ALABAMA v. SHELTON
122 S.Ct. 1764 (2002)
122 S.Ct. 1764 (2002)
FACTS
-Shelton, D, is an indigent charged with a misdemeanor (third-degree assault) punishable by imprisonment, fine, or both, to the assistance of court-appointed counsel.
-D was sentenced to a jail term of 30 days, which the trial court immediately suspended, placing D on probation for two years.
-Court followed Scott v. Illinois (1979) in that counsel need not be appointed when the D is fined for the charged crime, but is not sentenced to a term of imprisonment.
ISSUE
Whether the Sixth Amendment right to appointed counsel, as delineated in Argersinger and Scott, applies to a defendant in D’s situation?

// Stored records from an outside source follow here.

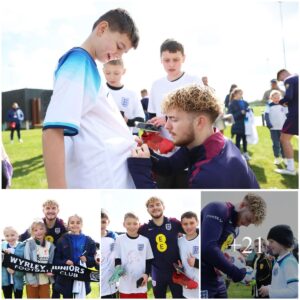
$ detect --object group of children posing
[2,207,97,299]
[101,206,199,299]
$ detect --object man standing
[275,69,299,175]
[139,197,183,299]
[201,193,266,298]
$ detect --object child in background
[103,59,145,134]
[115,213,153,299]
[178,211,200,299]
[24,220,55,299]
[265,90,288,165]
[252,238,273,298]
[1,226,24,299]
[54,215,96,298]
[100,209,118,298]
[258,225,299,298]
[229,88,251,160]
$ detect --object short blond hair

Yes. A suspended sentence that may “end up in the actual deprivation of a person’s liberty” may not be imposed unless the D was accorded “the guiding hand of counsel” in the prosecution for the crime charged.
RULES
Actual imprisonment: a penalty different in kind from fines or the mere threat of imprisonment, and is the line defining the constitutional right to appointment of counsel in nonfelony cases.
ANALYSIS
Argersinger applies to Ds who receive suspended sentences rather than actual incarceration. A suspended sentence is a prison term imposed for the offense of conviction. Once the prison term is triggered, the D is incarcerated not for the probation violation, but for the underlying offense. The uncounseled conviction at that point results in imprisonment – the actual deprivation of a person’s liberty. Deprived of counsel when tried, convicted, and sentenced, and unable to challenge the original judgment at a subsequent probation revocation hearing, a defendant in Shelton’s circumstances faces incarceration on a conviction that has never been subjected to “the crucible of meaningful adversarial testing.”
DISSENT
-A suspended sentence does not require the appointment of counsel because such a step does not deprive a D of his personal liberty. Only if the sentence is later activated, need the Court ask whether the procedural safeguards attending the imposition of Shelton’s sentence comply with the Constitution.